The planned retirement of Sen. Barbara Boxer and rare opportunity to pursue an open U.S. Senate seat in California has produced an avalanche of speculation and enough what-ifs to stretch from Eureka in the far north to Yucaipa in the south.
Most of that conjecture has centered on Lt. Gov. Gavin Newsom and Atty. Gen. Kamala Harris, who share, along with relative youth, good looks and irrepressible ambition, the same geographic and donor base in the San Francisco Bay Area.
The two liberal Democrats even have the same set of political advisors, who guided them from local office, as San Francisco mayor and district attorney, respectively, to their statewide positions in Sacramento.
This has led to a widely held belief that the pair will sit down, in the manner of conquerors dividing their spoils, to figure out who seeks Boxer's seat in 2016—a seeming shoo-in for any Democrat—and who will run to succeed Gov. Jerry Brown in 2018, or, possibly, pursue another open Senate seat should Dianne Feinstein retire when her term ends in three years.
Newsom, 47, and Harris, 50, have had a cordial but not especially warm relationship; their close quarters and parallel ascent up the political ladder have kept the two in steady competition, one eye cast warily on the other.
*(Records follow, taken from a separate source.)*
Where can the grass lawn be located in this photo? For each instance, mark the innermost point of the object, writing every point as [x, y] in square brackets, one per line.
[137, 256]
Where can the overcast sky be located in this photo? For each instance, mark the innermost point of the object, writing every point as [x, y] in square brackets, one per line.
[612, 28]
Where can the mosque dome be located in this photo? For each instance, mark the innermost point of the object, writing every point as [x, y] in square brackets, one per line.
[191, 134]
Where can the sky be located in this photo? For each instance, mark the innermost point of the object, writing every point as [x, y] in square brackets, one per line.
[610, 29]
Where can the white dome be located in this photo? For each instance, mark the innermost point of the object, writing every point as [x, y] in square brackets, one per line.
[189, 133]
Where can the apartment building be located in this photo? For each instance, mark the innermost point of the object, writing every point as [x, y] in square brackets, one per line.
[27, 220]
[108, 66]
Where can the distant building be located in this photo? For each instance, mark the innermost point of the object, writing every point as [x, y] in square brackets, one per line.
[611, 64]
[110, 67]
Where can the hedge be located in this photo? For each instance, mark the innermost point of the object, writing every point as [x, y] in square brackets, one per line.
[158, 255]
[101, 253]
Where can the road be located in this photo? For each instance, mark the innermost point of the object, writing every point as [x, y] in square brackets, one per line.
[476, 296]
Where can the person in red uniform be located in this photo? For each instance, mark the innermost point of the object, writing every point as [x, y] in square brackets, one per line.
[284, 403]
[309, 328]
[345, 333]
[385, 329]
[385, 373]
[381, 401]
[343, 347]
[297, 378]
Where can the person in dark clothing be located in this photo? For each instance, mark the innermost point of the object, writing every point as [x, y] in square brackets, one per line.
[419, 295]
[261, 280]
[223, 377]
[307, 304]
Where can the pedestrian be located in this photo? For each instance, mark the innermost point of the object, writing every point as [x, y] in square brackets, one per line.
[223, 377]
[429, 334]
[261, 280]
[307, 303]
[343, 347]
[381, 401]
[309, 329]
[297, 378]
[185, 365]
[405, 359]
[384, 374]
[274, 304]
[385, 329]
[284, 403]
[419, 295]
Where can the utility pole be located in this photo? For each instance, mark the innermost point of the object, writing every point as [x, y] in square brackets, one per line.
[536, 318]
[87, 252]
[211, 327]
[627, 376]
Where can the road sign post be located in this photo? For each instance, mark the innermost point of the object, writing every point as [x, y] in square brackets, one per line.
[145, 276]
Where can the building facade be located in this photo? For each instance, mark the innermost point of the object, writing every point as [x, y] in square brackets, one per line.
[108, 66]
It makes perfect sense, though, for one to stand aside in the Senate race, lest each seek the office and, in a crowded field, thwart the efforts of both by splintering the Northern California vote. The huge question under that scenario is who would defer to whom, averting a collision of egos and all that wasted exertion.
A decision by each is expected in fairly short order.
But it's a tricky business divvying up public offices, as if they were a baton that can be willfully passed back and forth between contestants.
In California there is a precedent of sorts, going all the way back to 1958, with rather poor results.
"The Big Switch," as it came to be called, was a proverbial backroom deal involving two of California's most powerful Republicans, Gov. Goodwin Knight and U.S. Sen. William Knowland.
Knowland, scion of a newspaper publishing family, was eyeing a run for president in 1960 and presumed the governor's office would a better jumping-off point. Knight was pressured by then-Vice President Richard Nixon, among others, to clear the way for Knowland—averting a destructive GOP primary--by instead running for his Senate seat.
The transactional tradeoff, which became an issue in their respective campaigns, did not end well for either the GOP or the two lawmakers. Knight lost the Senate race and Knowland was defeated by then-Atty. Gen. Pat Brown—Jerry's dad—marking an epochal shift in political power and laying the groundwork for the rise of the moribund California Democratic Party.
Whatever arrangement gets worked out between Newsom and Harris—if, in fact, they confab and come to some arrangement--would eventually have to pass muster with California voters, who don't much care to be taken for granted.
To the victor go the spoils; but any presumption or perceived arrogance on the part of the two top candidates could spoil the political prospects for both.